Doug Balliett: Anmerkung zu meinen Ovid-Kantaten
Als ich zum ersten Mal Ovids Metamorphosen las, überraschte mich die formale Kühnheit dieser Gedichte. All die Geschichten über Verwandlungen verwandelten sich ineinander, aus Geschichten sprudelten andere Geschichten hervor, die ihrerseits Geschichten bargen … Etwas an dieser wunderbaren Form verlockte mich zu einer Kantate oder vielmehr zu einer Anzahl ineinander verschachtelter Kantaten, die sich mit dem immer weiter ausgreifenden Bogen der Gedichte mitentwickeln sollten.

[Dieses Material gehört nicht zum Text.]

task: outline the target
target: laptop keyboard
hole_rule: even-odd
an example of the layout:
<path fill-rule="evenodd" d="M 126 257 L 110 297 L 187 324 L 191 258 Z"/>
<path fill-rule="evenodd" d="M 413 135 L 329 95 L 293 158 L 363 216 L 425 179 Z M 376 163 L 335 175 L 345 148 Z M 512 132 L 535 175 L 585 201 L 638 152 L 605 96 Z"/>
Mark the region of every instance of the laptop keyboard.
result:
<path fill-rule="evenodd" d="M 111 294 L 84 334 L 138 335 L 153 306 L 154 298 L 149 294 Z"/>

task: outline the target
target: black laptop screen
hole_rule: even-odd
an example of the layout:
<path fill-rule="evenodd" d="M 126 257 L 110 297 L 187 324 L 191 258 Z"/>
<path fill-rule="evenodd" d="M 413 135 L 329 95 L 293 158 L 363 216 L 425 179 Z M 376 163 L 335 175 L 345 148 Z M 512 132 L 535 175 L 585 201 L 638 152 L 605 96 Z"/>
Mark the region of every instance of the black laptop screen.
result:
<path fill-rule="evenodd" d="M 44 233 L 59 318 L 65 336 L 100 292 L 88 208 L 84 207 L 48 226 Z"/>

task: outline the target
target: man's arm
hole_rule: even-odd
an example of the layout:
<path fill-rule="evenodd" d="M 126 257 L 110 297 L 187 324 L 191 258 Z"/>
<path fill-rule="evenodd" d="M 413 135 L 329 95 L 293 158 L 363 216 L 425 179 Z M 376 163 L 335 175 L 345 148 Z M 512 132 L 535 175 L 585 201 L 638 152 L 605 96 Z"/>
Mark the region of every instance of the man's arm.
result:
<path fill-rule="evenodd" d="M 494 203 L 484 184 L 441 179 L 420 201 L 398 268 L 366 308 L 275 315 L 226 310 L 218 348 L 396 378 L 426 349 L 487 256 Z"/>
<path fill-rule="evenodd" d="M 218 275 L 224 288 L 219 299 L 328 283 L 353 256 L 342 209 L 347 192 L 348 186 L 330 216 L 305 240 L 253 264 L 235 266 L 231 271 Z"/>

Bei Ovid gibt es eindeutig erzählende und eindeutig gesangliche Momente, was bestens zur Abfolge von Rezitativen und Arien in einer Kantate passt. Ausschlaggebend war bei mir jedoch nicht Barockmusik, sondern eine Progressive-Rock-Band, die ich in New York City hörte und in deren Musik die Texturen völlig zwanglos wechselten, was mich dazu inspirierte, mit diesen Geschichten etwas Ähnliches zu versuchen.
Mit der Spoken-Word-Kantatenform experimentierte ich erstmals als Student in der neugegründeten Abteilung «Historische Aufführungspraxis» der Juilliard School, einer Abteilung, an der ich heute unterrichte. Im Lauf der Zeit stellte ich fest, dass die Idee, einen Text von Ovid als Kantate umzusetzen, etwas sehr Barockes war. Es gibt Dutzende solcher Kantaten aus allen Ecken Europas, Minidramen, die wie Taschenopern wirken.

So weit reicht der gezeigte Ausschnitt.